Atheism Requires too much Faith (for my liking)

What’s your default religious setting? Agnostic? Atheist? Believer? Default being the position you’re reduced to when dangling perilously over troubled waters; the one inspired by fear of death or eternal loneliness; the thing that remains when rational thought has left the building.

For a long time mine was atheist, and proudly, vocally so. I adopted this position, I hasten to add, long before atheism became the fad it is now, in our post-God Delusion world. Indeed, via a convoluted path I’ve touched upon before, my assertions led rather ironically to me marrying in a church, into a family called Christian, to the daughter of a man who once trained to take up the cloth.
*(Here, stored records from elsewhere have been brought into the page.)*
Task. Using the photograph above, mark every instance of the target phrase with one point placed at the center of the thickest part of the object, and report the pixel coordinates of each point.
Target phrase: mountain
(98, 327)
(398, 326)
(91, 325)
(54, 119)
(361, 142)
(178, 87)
So much for my lofty beliefs.

But atheism seems to me to have one unavoidable quality in common with traditional, organisation religion. Just as foxhunters and anti-hunt campaigners alike want to preserve the fox, so religion and atheism both demand faith. After all, a total lack of evidence for God’s existence doesn’t mean the alternative has to be a vacuum. There are other options.
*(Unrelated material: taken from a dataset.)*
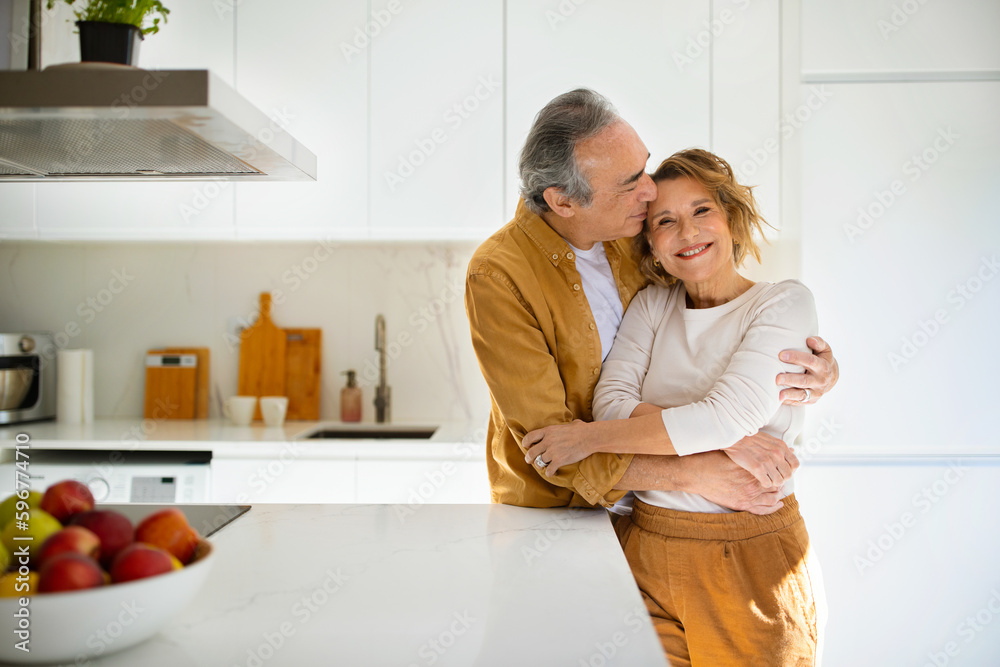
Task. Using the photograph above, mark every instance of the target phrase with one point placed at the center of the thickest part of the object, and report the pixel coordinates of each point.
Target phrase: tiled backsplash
(121, 299)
So if that’s the case why do so many people reject religion? A simple cost benefit analysis suggests by far the most sensible position to adopt is one of believer. This is because if the tales of heaven and hell and a Christian God turn out to be true, and you adopt an atheist position, you’re off down to the firey place. But if you pledge your faith and the whole thing turns out to be a big, fat lie, well, what have you lost? Of course, if you believe and you turn out to be right, then you’ve struck gold – you can look forward to a life in eternal bliss. Viewed in this simplistic manor, atheism suddenly seems a futile, almost vindictive position adopted by those who dislike the people who peddle the traditional stuff, rather than a legitimate system of belief.

It’s for this reason I’m convinced most who claim to be atheists really aren’t – they are just victims of a fad that could well pass as quickly as it has taken hold.

Maybe I say this because I’m annoyed that everyone jumped on my bandwagon. Maybe with more people claiming atheism as their default position, it has lost its edge. Which ever way you look at it, however, being an atheist takes too much blind faith. Possibilianism is beginning to look like a more grown-up, open minded position.

This is all of course entirely academic anyway because even if God does exists, the notion that human beings have a soul, as distinct from the physical self, is clearly nonsense. Once you’re dead, there’s nothing left to go up or down; we came from the earth and to the earth we will return.

But I guess that’s a topic for another day.